March 19 is the deadline for neighborhood council candidates to declare
By Gary Walker
Westsiders who aspire to participate in city decision-making at the grassroots level, here’s your chance to make a difference. The Neighborhood Council of Westchester-Playa, the Mar Vista Community Council, the Del Rey Neighborhood Council and the Venice Neighborhood Council will each hold elections on June 2.
Neighborhood councils provide community feedback about development, transportation, homelessness, housing, parking and other local issues, and each is allotted $37,000 each year to fund hyperlocal community projects.
Council members don’t necessarily have to own or rent homes in the districts they represent. Depending on the seat, those who work or own a business have a stake in the area and can also join these official advisory boards. But those who aspire to serve must decide quickly: the city’s deadline to file for candidacy is March 19.
With 31 seats, Westchester-Playa (ncwpdr.org) is one of the city’s largest neighborhood councils, and thus staggers turnover. There are 14 seats up for grabs in June, including two at-large seats, various residential district directorships, and one representative each specific to Playa Vista businesses, income property holders, the religious community and local senior citizens. The board meets the first Tuesday of each month.
All 15 seats of the Del Rey council (delreync.org) are at stake, including those of the president, vice president, treasurer, secretary, communications officer, land use officer and nine area directors.

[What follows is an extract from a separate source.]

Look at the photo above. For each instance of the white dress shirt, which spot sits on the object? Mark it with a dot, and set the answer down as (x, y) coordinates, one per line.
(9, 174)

Meetings are the second Thursday of each month.
The 13-member Mar Vista council (marvistacc.org), which meets the second Tuesday of each month, has each of its seats up for election in June, including both at-large and area directors. The board will select members for leadership positions after the election.
Each of the 21 seats on the Venice council (venicenc.org) is up for election, including 13 at-large community officers, chairmanship of the Land Use and Planning Committee, president, vice president, communications officer and other specific leadership positions. The council meets the third Tuesday of each month.
The Los Angeles Department of Neighborhood Empowerment, which oversees neighborhood councils, encourages first-time candidates to watch a four-minute video at empowerla.org before registering for candidacy at the site. Find more specific qualifications for each seat posted on the respective websites of each neighborhood council.